Democracy and the Push for Energy Reform
NIGERIA’S transition to civilian rule in 1999 brought renewed focus on infrastructure, particularly electricity. In Lagos, Governor Bola Ahmed Tinubu positioned power reform as a central pillar of his administration’s agenda.
A key component of this strategy was a partnership with Enron, designed to deliver stable electricity supply to Africa’s largest city. The initiative was notable for its scale and its reliance on private sector participation at a time when Nigeria’s power industry was dominated by the state-owned National Electric Power Authority.
Federal authorities initially signalled support. Bola Ige described the project as a milestone in attracting foreign investment and modernising the sector.
Structural Fault Lines Emerge
However, the project quickly exposed deep structural weaknesses within Nigeria’s governance framework. Disagreements over financing obligations and operational control led to a breakdown in cooperation between Lagos State, NEPA, and federal agencies.
NEPA’s inability to meet its financial commitments became a major sticking point, while federal officials adopted a cautious—at times disengaged—approach. This fragmentation highlighted the absence of a unified national strategy for power sector reform.
The episode also illustrated the challenges of implementing subnational initiatives within a centrally regulated sector.

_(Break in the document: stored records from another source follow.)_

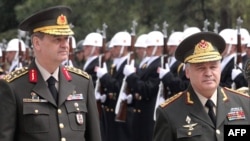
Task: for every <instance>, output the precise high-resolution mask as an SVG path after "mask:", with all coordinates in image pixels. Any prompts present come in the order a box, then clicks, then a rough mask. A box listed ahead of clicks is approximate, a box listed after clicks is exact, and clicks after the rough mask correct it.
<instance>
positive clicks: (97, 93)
mask: <svg viewBox="0 0 250 141" xmlns="http://www.w3.org/2000/svg"><path fill="white" fill-rule="evenodd" d="M95 99H96V100H99V99H101V94H100V93H99V92H97V93H96V94H95Z"/></svg>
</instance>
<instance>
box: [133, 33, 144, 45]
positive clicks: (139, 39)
mask: <svg viewBox="0 0 250 141" xmlns="http://www.w3.org/2000/svg"><path fill="white" fill-rule="evenodd" d="M146 41H147V34H142V35H140V36H139V37H138V38H137V39H136V42H135V45H134V46H135V47H143V48H146V47H147V44H146Z"/></svg>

Scrutiny, Risk, and Policy Debate
The Enron agreement sparked broader debate about the risks of public-private partnerships in emerging markets. The World Bank raised concerns about the financial structure of the deal, particularly the allocation of risk.
Critics argued that the lack of open bidding and the perceived imbalance in contractual obligations could expose the government to significant financial liabilities. Supporters, however, contended that urgent infrastructure needs justified expedited decision-making.
Tinubu’s administration defended the agreement, framing external criticism as counterproductive to development efforts.
Collapse and Consequences
As disputes intensified, the project lost momentum. Efforts to renegotiate terms and restructure implementation failed to restore confidence among stakeholders.
By mid-2000, the initiative had effectively collapsed, marking a significant setback for early attempts at power sector reform in Nigeria’s Fourth Republic.
The failure had broader implications, reinforcing investor caution and delaying the adoption of comprehensive reforms that would only gain traction years later.
A Historical Lens on Today’s Energy Challenges
Nigeria’s current electricity challenges—characterised by limited generation, weak transmission infrastructure, and persistent outages—mirror many of the issues that plagued the Enron project.
The Lagos initiative serves as an early case study in the complexities of reforming critical infrastructure in a politically fragmented environment.
For policymakers, the episode underscores the need for clear regulatory frameworks, transparent procurement processes, and coordinated action across levels of government.
More importantly, it highlights the cost of missed opportunities in sectors that are foundational to economic growth and national development.